Most tibial pilon fractures are best approached anteriorly, either anteromedially or anterolaterally. The size of the anterolateral fragment helps determine the optimal approach. When it is large, and its medial fracture plane is at or near the medial malleolus, an anteromedial approach is recommended. When the anterolateral fragment is smaller, and the fracture crosses the articular margin more laterally, its reduction can be achieved with an anterolateral approach.
For open fractures with the commonly observed associated transverse medial traumatic wound at the distal tibia (see illustration), an anterolateral surgical approach may be preferable to minimize additional dissection beneath the medial traumatized skin. Similarly, a distal tibial fracture with an associated lateral traumatic open wound may be best approached anteromedially. The anticipated incision(s) for ORIF should be considered during initial debridement and external fixation, even though definitive fixation is delayed until soft tissues recover.
2. Injury radiographic evaluation and its influence on approach and implants
The choice of implants in a 3-part articular fracture is dependent on the associated metaphyseal comminution, the surgical approach, and the soft tissue envelope as previously described. The associated metaphyseal comminution should be considered and assessed on the injury radiographs. With bending fractures, comminution occurs on the side that fails in compression. Tension failure typically produces a simple transverse fracture plain.
For pilon fractures with a varus deformity, medial metaphyseal comminution is commonly observed and medial buttress plating with a stronger medial implant is necessary. An anteromedial approach is preferable for its application.
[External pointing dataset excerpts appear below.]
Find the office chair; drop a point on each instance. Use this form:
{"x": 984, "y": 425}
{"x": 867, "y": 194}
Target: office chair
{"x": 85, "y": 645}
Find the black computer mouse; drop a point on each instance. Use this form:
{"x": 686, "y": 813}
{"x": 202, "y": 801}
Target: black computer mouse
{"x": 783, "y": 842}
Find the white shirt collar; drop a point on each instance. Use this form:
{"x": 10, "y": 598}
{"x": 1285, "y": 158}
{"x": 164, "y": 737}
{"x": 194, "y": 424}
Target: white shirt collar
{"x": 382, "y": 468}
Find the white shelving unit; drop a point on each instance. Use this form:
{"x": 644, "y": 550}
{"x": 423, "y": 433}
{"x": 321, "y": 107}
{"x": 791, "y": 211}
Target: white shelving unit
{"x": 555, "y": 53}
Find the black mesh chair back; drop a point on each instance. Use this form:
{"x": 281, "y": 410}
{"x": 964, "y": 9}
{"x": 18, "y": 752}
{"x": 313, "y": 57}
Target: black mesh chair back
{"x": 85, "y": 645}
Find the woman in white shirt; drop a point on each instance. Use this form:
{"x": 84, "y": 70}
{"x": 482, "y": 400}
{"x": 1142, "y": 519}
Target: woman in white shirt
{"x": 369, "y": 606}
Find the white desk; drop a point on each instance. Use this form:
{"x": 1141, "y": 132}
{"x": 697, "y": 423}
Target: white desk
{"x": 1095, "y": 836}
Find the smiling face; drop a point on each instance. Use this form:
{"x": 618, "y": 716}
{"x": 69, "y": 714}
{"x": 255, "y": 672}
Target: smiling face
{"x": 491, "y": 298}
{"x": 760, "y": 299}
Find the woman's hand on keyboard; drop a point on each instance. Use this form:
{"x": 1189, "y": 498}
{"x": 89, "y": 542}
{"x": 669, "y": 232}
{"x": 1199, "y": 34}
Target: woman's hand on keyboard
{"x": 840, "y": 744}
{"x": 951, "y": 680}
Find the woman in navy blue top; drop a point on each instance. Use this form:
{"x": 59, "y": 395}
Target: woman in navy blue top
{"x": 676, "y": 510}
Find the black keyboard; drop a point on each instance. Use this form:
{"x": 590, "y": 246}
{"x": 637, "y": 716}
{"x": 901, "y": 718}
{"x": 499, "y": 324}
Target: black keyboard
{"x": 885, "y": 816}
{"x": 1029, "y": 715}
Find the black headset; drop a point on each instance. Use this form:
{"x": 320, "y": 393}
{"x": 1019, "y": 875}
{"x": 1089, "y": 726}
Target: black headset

For pilon fractures with a valgus deformity, lateral metaphyseal comminution is commonly observed, and the medial distal tibia typically fails in tension. In these patterns, lateral or anterolateral buttressing is optimal and medial fixation can be less strong.
Thus, for a pilon with significant initial valgus and lateral and/or anterolateral metaphyseal comminution, an anterolateral approach permits optimal placement of a buttress plate.
3. Articular comminution and impaction
There are multiple commonly observed articular injuries that increase the complexity of complete articular fractures from the 3-part injury described above. These include the presence of articular comminution and impaction. Impaction is frequently seen centrally and medially.
Articular surface impaction is important to identify and correct. Direct access to the impacted area must be provided through the chosen surgical approach.
4. Medial comminution and impaction
Medial comminution and impaction is frequently seen in pilon fractures with a predominant varus deformity. The two typical locations are at the lateral aspect of the medial malleolus and at the medial aspect of the anterolateral fragment.
Medial articular comminution is optimally visualized through an anteromedial approach. In addition to reduction of the associated comminution of the medial malleolus, this approach allows for reduction of the impaction seen at the medial aspect of the anterolateral fragment.
5. Lateral comminution and impaction
Lateral comminution and impaction is frequently seen in pilon fractures with a predominant valgus deformity. Lateral articular comminution can be approached through either an anteromedial or anterolateral approach. Visualization may be optimal with an anterolateral approach that allows for external rotation of the anterolateral fragment and direct reduction of the associated comminution.